A quick look at the home page is nearly the reverse of Schneider Electric. Lots of shiny metal watches and flashy jewelry. An initial look at the Casio web pages left me wondering if they had even heard of sustainability. Then I found their corporate site.
First, their last news article on sustainability was from almost a year ago. Going through their sustainability initiatives made me think back to my original days working on climate change in 2011, small and slow steps towards sustainability. Key successes included:
Achieved 93.9% recycling rate for entire Casio Group.
Adopting paper based packaging over plastic. Now this is a good one and something that would help if every company adopted it.
Increase the use of sustainable paper to 100% by FY2031. Yawn.
A majority of Casio’s CO2 emissions are from the purchase of goods and services, under what are called Scope 3 emissions. Limited progress has been made on addressing these emissions, and for companies that make physical products this might be one of the most important sources of emissions.
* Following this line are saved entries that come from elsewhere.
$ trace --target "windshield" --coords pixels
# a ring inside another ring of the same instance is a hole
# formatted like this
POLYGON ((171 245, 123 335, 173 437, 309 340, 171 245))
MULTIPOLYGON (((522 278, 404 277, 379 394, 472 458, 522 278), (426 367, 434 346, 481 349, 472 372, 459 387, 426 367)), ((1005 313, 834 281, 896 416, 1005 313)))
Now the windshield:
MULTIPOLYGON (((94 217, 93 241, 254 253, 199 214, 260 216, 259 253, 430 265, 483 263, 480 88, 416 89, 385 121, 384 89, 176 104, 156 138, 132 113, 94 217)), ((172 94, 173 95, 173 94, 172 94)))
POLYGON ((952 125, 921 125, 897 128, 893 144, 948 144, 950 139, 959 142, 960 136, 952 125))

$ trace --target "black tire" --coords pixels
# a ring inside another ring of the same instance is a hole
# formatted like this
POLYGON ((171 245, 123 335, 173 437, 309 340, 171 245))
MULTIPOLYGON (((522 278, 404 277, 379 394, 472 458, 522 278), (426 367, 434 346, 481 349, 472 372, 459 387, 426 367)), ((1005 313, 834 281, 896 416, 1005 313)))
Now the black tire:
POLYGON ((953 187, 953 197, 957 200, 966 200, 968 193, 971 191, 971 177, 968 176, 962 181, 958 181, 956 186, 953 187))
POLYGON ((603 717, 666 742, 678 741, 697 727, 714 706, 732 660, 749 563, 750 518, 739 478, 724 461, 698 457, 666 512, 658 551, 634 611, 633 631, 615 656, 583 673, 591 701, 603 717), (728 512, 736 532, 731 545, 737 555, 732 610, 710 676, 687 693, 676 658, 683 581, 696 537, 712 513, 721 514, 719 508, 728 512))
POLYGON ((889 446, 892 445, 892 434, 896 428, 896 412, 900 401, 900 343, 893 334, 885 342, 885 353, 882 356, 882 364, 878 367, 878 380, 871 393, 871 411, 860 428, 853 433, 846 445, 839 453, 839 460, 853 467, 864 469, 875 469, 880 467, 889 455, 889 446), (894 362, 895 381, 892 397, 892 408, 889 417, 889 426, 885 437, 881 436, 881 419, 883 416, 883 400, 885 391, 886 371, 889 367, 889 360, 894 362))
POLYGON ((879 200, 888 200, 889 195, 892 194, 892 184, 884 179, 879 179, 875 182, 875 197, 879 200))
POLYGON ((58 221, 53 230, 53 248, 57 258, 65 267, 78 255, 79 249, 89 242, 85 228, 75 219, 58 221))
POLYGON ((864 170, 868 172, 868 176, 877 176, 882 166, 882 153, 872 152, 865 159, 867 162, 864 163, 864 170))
For example, this includes the sources of materials for watches, like metals and minerals that are mined. Similarly transportation of materials to Casio is a significant source of carbon emissions that have not been addressed.
Not taking actions towards reducing Scope 3 emissions is often seen as a way to kick the can down the curb, reducing the responsibility of the company to take action.
According to the Carbon Disclosure Project, a company’s Scope 3 emissions can amount to more than 11 times of their direct emissions, thus often representing the largest lever companies possess to reduce their impact on climate change. The Boston Consulting Group found that only 10% of global firms comprehensively measured and reported scope 3 emissions.
According to the MSCI climate database, 45% of the firms reporting their scope 3 emissions receive an ESG rating of AAA or AA, while only 21% of non-reporting firms receive that. At the same time more than half of procurement leaders fear they could be greenwashing “unintentionally” due to a lack of confidence in Scope 3 reporting, which most consider a “best guess” exercise.
Actually Holding Companies Accountable
If you read our last article “Do Companies Want to Be Sustainable?” you will remember that governments are creating policies that will result in real and meaningful fines when companies greenwash.